A100 not recognized by nvidia-smi but recognized by lspci

There are two Graphics Cards on my PC. One is RTX 3090 and another one is A100. My main purpose is to install the A100 card. When I install A100 card on this PC, I enabled the CSM, and 4G encoding (Above 4G). However I cannot switch to integrated gpu graphics which disappeared when I enabled CSM. So I used a RTX 3090 at hand to output the graphics and it worked. But when I installed ubuntu server and sudo apt install nvidia-driver-###-server/open/None. I can only find the 3090 card in nvidia-smi. Meantime, all these can be finished in an SSH terminal because the HDMI output is totally black. I tried many combinations like download drivers from the official website or desktop or server.

This is the output of lshw and I smmarized with ChatGPT.
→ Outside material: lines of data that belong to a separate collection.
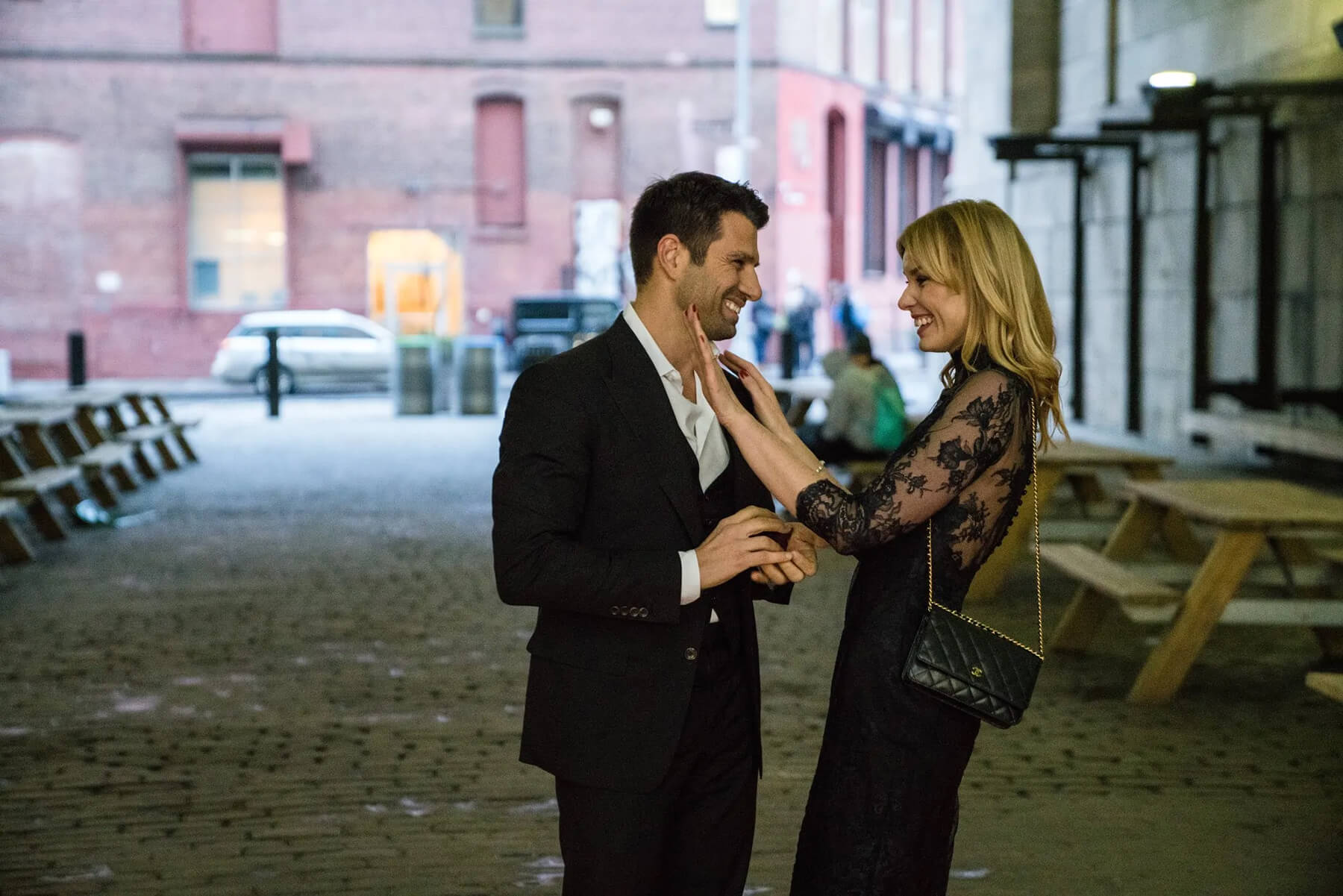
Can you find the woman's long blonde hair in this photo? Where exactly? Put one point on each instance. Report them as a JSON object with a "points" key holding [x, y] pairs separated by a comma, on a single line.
{"points": [[974, 249]]}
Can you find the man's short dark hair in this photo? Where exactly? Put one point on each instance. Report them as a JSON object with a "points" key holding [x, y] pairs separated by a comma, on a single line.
{"points": [[689, 206]]}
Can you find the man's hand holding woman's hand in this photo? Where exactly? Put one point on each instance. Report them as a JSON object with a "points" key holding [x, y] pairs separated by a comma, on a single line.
{"points": [[751, 539], [802, 543]]}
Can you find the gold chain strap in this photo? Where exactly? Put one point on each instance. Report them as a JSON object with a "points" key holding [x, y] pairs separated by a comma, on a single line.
{"points": [[1040, 604]]}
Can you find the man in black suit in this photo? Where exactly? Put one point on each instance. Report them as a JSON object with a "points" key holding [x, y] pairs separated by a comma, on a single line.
{"points": [[624, 513]]}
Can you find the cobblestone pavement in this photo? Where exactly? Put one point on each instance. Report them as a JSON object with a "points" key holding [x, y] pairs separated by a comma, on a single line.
{"points": [[297, 679]]}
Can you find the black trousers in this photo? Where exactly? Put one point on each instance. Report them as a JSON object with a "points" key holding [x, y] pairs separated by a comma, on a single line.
{"points": [[692, 836]]}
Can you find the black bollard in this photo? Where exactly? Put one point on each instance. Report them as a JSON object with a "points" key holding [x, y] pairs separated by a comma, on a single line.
{"points": [[273, 371], [75, 357], [789, 345]]}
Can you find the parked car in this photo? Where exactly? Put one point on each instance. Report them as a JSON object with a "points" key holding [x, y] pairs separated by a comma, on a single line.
{"points": [[316, 348], [548, 324]]}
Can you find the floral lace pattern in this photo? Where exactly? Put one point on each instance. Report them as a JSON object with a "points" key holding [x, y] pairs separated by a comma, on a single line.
{"points": [[940, 464], [881, 815]]}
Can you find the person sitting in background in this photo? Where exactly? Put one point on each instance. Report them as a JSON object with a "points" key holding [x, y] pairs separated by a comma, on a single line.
{"points": [[857, 427]]}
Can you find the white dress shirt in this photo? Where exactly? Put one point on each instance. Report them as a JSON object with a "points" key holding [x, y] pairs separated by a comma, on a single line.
{"points": [[701, 429]]}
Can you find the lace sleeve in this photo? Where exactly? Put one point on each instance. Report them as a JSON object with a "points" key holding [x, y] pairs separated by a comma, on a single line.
{"points": [[966, 439]]}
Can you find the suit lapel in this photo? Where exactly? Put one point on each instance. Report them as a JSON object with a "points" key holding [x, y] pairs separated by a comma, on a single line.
{"points": [[639, 395]]}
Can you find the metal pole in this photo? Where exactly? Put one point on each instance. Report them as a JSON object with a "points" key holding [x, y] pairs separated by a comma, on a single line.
{"points": [[273, 371], [1202, 273], [1135, 289], [742, 124], [1079, 290], [77, 359], [1267, 307]]}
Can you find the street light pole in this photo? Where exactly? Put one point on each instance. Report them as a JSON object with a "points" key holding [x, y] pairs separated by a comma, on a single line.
{"points": [[742, 124]]}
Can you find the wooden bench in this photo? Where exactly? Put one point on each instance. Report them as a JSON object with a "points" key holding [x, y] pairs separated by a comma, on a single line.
{"points": [[13, 547], [93, 404], [156, 434], [1327, 683], [31, 488], [1145, 594], [1267, 430], [140, 404], [51, 438]]}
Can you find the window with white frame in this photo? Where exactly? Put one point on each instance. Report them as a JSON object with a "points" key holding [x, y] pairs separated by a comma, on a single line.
{"points": [[498, 18], [720, 13], [235, 253]]}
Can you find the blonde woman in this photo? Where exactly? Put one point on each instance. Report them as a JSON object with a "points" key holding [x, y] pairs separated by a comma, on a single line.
{"points": [[881, 815]]}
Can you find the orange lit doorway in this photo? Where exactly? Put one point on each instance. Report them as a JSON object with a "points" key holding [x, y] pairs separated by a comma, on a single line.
{"points": [[425, 273]]}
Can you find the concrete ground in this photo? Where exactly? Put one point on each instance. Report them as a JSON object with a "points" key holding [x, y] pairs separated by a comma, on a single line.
{"points": [[295, 679]]}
Based on the information provided in the output of the sudo lshw -short command, here are the details of the hardware components of the system:

  • CPU: 13th Gen Intel(R) Core™ i9-13900K
  • Motherboard: ROG MAXIMUS Z790 HERO
  • Graphics Card 1: GA100 [A100 PCIe 80GB]
  • Graphics Card 2: GA102 [GeForce RTX 3090]
  • PCI Device 1: Samsung SSD 980 PRO 2TB
  • PCI Device 2: Intel Corporation Network Interface (wlp0s20f3)
  • RAM: 128GB System Memory

The command nvidia-smi worked before. But when I write the topic it outputs like this
$ nvidia-smi
Unable to determine the device handle for GPU0000:02:00.0: Unknown Error

My next try is buying an AMD graphic card RX580. I want to use this card to cheat the hardware and system.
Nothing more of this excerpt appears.